Gafas inteligentes: la frontera entre innovación y vigilancia sin control

Las gafas con cámara y micrófono se convertirán en dispositivos masivos, pero su uso descontrolado plantea riesgos reales de privacidad. Casos como médicos colombianos que las usaron para copiar en exámenes muestran cómo pueden ser herramientas de fraude y extorsión. Mientras Europa y Estados Unidos avanzan en regulaciones, las grandes corporaciones tecnológicas siguen buscando formas de evadir normas de protección de datos para entrenar sus sistemas de inteligencia artificial.
Imagina esto: en poco tiempo, caminarás por la calle y verás a miles de personas con gafas inteligentes en la cara, así como hoy ves a todos con audífonos puestos. Eso que parece sacado de una película de ciencia ficción está más cerca de lo que crees. Estas gafas no son simples accesorios: incluyen cámaras, micrófonos y conexión a internet, capaces de grabar todo lo que sucede a su alrededor sin que nadie lo sepa.

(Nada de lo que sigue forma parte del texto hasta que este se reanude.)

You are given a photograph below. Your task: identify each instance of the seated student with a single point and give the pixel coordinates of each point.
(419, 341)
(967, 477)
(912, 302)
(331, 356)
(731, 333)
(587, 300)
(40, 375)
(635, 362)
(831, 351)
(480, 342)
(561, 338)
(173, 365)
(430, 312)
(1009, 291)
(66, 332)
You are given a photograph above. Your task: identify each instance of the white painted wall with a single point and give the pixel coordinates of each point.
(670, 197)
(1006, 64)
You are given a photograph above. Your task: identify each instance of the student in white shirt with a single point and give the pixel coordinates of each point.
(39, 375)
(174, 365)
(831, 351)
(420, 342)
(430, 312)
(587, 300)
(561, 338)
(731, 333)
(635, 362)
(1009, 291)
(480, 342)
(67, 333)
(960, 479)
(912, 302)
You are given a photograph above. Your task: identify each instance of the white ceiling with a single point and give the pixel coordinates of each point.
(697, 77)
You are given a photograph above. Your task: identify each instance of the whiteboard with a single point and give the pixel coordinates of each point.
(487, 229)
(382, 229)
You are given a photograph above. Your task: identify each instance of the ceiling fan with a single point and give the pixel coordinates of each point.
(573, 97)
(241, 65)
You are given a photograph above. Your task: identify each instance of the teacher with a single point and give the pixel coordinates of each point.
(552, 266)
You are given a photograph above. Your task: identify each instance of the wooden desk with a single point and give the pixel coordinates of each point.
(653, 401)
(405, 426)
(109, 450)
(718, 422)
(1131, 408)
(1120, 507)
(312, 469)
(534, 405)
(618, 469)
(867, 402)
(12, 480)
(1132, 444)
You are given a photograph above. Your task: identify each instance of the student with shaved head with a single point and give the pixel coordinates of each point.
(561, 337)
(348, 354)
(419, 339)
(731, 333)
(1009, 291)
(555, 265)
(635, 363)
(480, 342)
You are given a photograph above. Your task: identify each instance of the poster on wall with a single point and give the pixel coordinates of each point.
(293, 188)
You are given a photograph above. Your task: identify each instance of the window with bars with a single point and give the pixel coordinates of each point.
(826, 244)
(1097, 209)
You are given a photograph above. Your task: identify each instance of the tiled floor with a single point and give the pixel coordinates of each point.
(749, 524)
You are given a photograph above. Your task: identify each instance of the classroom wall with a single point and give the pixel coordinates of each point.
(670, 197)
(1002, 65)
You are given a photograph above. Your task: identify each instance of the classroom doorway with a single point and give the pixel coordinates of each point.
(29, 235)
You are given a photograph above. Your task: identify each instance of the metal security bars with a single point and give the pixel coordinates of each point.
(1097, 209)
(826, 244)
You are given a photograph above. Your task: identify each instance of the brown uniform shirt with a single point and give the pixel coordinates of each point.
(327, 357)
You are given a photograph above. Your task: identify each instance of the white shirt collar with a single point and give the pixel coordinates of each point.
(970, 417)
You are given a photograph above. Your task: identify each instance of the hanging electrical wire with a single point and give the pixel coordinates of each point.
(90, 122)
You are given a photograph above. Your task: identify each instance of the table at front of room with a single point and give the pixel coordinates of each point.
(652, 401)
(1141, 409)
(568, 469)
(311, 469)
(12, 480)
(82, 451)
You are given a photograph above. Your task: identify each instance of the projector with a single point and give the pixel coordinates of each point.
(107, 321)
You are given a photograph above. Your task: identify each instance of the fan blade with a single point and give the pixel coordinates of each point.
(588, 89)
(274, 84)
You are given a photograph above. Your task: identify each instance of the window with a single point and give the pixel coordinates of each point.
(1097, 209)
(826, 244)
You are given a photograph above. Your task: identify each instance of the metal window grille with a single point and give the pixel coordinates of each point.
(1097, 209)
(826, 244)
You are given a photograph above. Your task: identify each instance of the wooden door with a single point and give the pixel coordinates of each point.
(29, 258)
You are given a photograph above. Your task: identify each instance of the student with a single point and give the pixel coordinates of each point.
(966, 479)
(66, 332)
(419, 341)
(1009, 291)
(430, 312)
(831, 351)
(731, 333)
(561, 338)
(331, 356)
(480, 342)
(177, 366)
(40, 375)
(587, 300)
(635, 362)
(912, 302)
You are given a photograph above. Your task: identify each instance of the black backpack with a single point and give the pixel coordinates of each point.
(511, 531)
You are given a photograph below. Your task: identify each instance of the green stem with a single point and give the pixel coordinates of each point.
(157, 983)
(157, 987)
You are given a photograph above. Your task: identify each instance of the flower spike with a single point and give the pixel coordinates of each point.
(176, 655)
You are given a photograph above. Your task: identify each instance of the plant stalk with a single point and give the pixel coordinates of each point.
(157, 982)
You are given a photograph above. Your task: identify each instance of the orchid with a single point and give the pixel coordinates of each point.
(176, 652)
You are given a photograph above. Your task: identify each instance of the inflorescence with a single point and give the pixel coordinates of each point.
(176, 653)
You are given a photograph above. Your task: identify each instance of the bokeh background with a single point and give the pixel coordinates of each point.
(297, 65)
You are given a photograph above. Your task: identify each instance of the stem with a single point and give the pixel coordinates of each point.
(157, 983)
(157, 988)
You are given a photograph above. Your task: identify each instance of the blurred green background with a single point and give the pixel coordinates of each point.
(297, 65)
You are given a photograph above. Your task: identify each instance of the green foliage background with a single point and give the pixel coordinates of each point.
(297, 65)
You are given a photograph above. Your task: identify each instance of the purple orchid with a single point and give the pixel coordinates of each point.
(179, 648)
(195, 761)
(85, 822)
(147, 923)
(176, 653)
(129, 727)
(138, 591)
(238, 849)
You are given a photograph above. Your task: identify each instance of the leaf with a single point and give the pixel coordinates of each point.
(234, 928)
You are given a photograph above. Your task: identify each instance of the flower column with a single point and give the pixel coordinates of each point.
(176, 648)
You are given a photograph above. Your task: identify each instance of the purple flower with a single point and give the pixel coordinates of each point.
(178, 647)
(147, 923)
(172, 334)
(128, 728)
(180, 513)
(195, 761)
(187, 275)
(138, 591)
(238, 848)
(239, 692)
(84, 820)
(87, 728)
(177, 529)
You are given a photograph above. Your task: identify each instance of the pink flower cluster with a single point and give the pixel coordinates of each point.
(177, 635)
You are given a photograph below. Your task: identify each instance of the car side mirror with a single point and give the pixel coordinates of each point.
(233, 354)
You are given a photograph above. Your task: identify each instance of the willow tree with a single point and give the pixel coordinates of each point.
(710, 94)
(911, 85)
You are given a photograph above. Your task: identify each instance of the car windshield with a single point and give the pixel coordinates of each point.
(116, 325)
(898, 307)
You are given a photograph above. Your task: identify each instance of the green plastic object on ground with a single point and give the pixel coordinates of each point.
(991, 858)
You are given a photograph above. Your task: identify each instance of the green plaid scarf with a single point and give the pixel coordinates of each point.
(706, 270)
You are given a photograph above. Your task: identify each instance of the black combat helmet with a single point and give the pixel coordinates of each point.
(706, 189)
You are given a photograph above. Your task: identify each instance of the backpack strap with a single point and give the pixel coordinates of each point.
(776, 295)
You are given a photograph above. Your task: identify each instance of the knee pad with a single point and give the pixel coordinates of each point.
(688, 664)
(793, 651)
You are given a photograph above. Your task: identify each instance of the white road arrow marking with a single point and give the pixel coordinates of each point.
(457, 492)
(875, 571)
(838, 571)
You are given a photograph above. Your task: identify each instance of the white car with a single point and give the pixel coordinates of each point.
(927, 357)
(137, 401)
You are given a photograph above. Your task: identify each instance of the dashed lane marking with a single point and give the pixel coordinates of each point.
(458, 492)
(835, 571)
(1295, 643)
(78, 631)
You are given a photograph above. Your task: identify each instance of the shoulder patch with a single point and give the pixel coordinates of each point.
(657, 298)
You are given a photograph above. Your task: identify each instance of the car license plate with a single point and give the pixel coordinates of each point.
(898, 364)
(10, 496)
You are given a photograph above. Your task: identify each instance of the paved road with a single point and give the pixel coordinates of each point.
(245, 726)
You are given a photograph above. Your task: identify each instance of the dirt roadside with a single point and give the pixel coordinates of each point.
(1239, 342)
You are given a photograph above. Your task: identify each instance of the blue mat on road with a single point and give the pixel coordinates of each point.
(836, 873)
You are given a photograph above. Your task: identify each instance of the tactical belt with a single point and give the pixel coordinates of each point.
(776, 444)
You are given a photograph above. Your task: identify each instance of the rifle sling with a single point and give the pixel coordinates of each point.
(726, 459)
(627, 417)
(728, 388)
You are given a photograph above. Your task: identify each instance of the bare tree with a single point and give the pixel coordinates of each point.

El problema es real, no paranoia. Si alguien está usando estas gafas frente a ti, podría estar capturando tu cara, tus palabras, información personal sensible como documentos o placas de carros, todo almacenado y compartido sin tu permiso. Los casos no son ficción: hay personas que han usado estos dispositivos para grabar reuniones y luego extorsionar a otros con lo que dijeron o hicieron. En Colombia, el ejemplo más reciente fue el de 42 médicos atrapados usando gafas inteligentes para transmitir en vivo el examen de admisión a una especialización de la Universidad de Antioquia, recibiendo las respuestas en tiempo real. Eso es fraude facilitado por tecnología.
Hay que ser justo: no toda la culpa es de los dispositivos. Existen usos legítimos en tareas técnicas, educación e incluso aplicaciones terapéuticas con resultados positivos. El verdadero problema son las corporaciones tecnológicas gigantes que ven en estas gafas una mina de oro. Su objetivo es sencillo: capturar contenido constantemente para entrenar modelos de inteligencia artificial y luego vender publicidad. Para lograrlo, avanzan por debajo de las reglas, violando leyes de privacidad, protección de datos y derechos de propiedad intelectual mientras puedan.
La buena noticia es que algunos lugares ya reaccionaron. En Europa y Estados Unidos, los legisladores están obligando a empresas como Meta a cumplir normas estrictas de privacidad, almacenamiento responsable de datos y prohibiendo funciones riesgosas como el reconocimiento facial automático. Colombia y el resto de América Latina necesitan seguir ese camino antes de que sea demasiado tarde. El riesgo está ahí: corporaciones que usan la "innovación" como excusa para pisar la privacidad y dignidad de millones.